As boas-vindas do governo seguem o estilo peculiar sionista: mais sangue derramado na Nakba contínua há mais de 73 anos. A cada dia, mais um palestino é assassinado pelas forças de ocupação. Só neste dia 16 de junho, foram dois, entre os quais a jovem fonoaudióloga Mai Afanah, 29 anos, mãe de uma menina de apenas quatro anos de idade. Ao melhor estilo de Naftali Bennett e seus asseclas.

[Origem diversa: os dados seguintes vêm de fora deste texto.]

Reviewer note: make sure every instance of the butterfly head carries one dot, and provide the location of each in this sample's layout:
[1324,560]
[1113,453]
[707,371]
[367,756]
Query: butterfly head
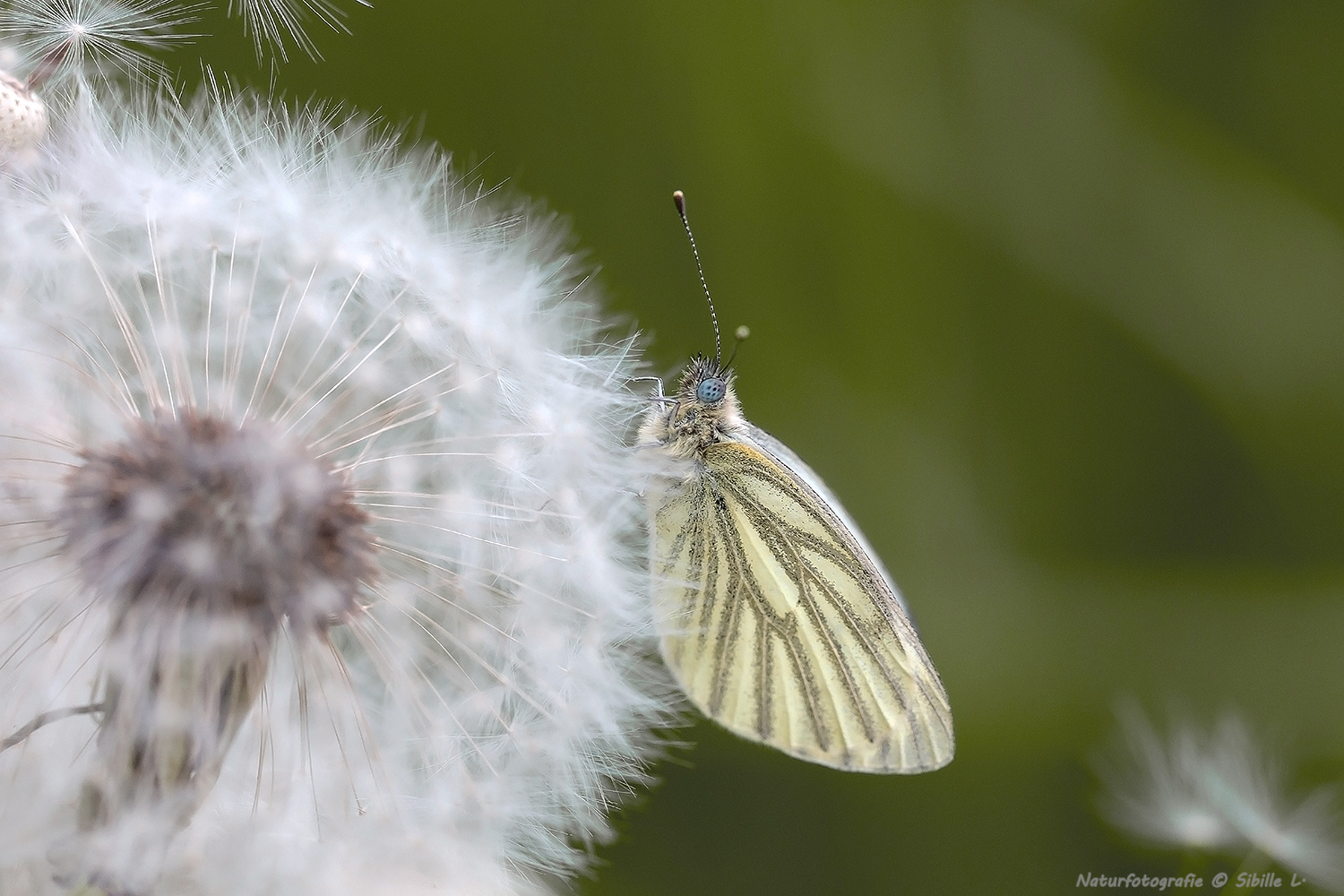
[703,410]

Antes ministro da Defesa no governo Netanyahu e agora primeiro-ministro, Bennett declarou em 2013: “Já matei muitos árabes na minha vida, e não há nenhum problema com isso.” Essa foi sua justificativa para defender que os presos políticos palestinos fossem todos assassinados, inclusive, portanto, mulheres, crianças e idosos. Aos que vivem sob ocupação, prometeu aos sionistas que reservaria apenas o que tem cumprido: continuar a derramar seu sangue. “Nenhum centímetro de terra”, disse em 2018.
Bolsonaro é coerente em levantar essa bandeira. Suas ações genocidas em favor do vírus da Covid-19 que fizeram meio milhão de vítimas no Brasil e contra a maioria do povo são inclusive recheadas de palavrório igualmente racista. Suas frases são tão célebres quanto asquerosas, como a defesa de matar “uns 30 mil” na apologia à ditadura e da licença à polícia para o extermínio – “bandido bom é bandido morto”. E ainda a promessa de “nem mais um centímetro de terra a reserva indígena e quilombolas”, a classificação de refugiados como “escória do mundo”, entre tantas outras em meio à pandemia de causar náuseas.
Resistência e solidariedade
Guardadas as diferenças, “Marcha das Bandeiras” lá, motociata aqui não vão vingar. A cada sangue palestino derramado, dez outros se levantam. Essa é a marca genuína da resistência heroica e histórica à colonização sionista. Resistência que segue a inspirar os oprimidos e explorados que, no Brasil, neste sábado – 19 de junho – prometem fortalecer o chamado a partir das ruas: “Fora Bolsonaro”. Coerente a bandeira palestina estar mais uma vez presente.
Não dá para esperar até 2022 por eleições no Brasil, enquanto o país sangra nas mãos desse genocida. Assim como é preciso pôr fim às ilusões e engodo de que o problema de Israel é um governo sionista de extrema direita.
Para a solidariedade internacional efetiva, urge compreender que a questão é a natureza desse Estado enquanto projeto colonial e enclave militar do imperialismo. Portanto, entender que essa é uma luta por libertação nacional, a contemplar a totalidade do povo palestino, do rio ao mar.